Still catching up after a fun weekend at Harvard for a Political Institutions and Economic Policy conference. By pure coincidence, this year's papers were all on the political economy of nineteenth-century agricultural societies: my work with Paul Dower, Evgeny Finkel, and Steve Nafziger on peasant unrest and local self-government in Imperial Russia; a paper by Bryan Leonard and Gary Libecap on water rights in the American West; and Avi Acharya, Matt Blackwell, and Maya Sen's book project (and associated paper) on the political legacy of American slavery.
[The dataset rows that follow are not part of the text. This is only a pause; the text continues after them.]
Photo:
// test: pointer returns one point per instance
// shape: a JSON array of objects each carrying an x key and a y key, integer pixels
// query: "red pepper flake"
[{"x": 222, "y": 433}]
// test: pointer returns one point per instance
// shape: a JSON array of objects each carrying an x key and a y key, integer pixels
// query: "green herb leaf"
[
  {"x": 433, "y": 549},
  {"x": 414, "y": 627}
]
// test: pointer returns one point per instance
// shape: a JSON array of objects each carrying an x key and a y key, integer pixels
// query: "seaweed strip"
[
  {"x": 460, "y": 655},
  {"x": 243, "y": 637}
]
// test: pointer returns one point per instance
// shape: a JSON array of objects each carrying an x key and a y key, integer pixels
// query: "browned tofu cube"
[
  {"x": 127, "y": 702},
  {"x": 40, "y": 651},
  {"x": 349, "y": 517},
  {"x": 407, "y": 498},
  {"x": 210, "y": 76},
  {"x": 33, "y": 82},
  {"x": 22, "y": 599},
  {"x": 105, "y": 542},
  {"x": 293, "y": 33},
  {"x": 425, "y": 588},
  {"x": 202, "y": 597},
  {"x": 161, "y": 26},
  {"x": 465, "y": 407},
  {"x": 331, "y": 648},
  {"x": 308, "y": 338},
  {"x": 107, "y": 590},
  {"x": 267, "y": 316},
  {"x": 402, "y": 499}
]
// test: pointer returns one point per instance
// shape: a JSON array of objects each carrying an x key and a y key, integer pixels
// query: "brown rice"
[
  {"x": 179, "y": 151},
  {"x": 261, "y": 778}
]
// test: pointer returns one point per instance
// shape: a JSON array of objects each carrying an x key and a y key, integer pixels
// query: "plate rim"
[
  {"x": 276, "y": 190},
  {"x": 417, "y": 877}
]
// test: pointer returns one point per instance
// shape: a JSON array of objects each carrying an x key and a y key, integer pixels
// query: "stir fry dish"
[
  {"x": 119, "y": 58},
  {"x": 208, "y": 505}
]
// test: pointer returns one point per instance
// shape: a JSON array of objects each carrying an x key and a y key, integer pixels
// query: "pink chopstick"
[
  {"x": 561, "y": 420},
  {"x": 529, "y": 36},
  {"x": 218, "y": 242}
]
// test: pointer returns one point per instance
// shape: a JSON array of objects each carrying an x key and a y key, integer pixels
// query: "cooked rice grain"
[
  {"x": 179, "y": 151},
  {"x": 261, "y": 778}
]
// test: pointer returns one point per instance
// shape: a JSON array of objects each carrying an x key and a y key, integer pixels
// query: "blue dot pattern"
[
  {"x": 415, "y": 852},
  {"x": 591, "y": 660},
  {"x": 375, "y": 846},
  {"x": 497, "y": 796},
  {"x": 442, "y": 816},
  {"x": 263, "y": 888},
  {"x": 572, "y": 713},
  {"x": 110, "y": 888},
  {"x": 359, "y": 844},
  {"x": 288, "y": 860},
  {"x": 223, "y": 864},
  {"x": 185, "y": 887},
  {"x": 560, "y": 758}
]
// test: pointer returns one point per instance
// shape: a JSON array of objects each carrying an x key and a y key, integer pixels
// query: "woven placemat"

Renewed interest in history has been one of the great developments in political science and economics in recent years. The papers at this conference represent the two ways that scholars have approached the past: as a setting to investigate important theoretical issues, and as a way of understanding the present. To my eye, we're seeing more and more of the former, even as work in the latter tradition has really started to go deep in its analysis of institutional legacies.
But there's one thing that's still missing: a name for half of the field. When I describe my historical work to economists, I begin by telling them that it is economic history. But that's not quite right, and I use this shorthand only because we don't have an analogous term in political science. Americanists have APD, but I'm not sure that quite describes some of the new work in the field. Comparative politics has always had a historical bent, so maybe we don't need a separate name, but I'd personally prefer a pithy description that cuts across traditional subfields. Ideas, anyone?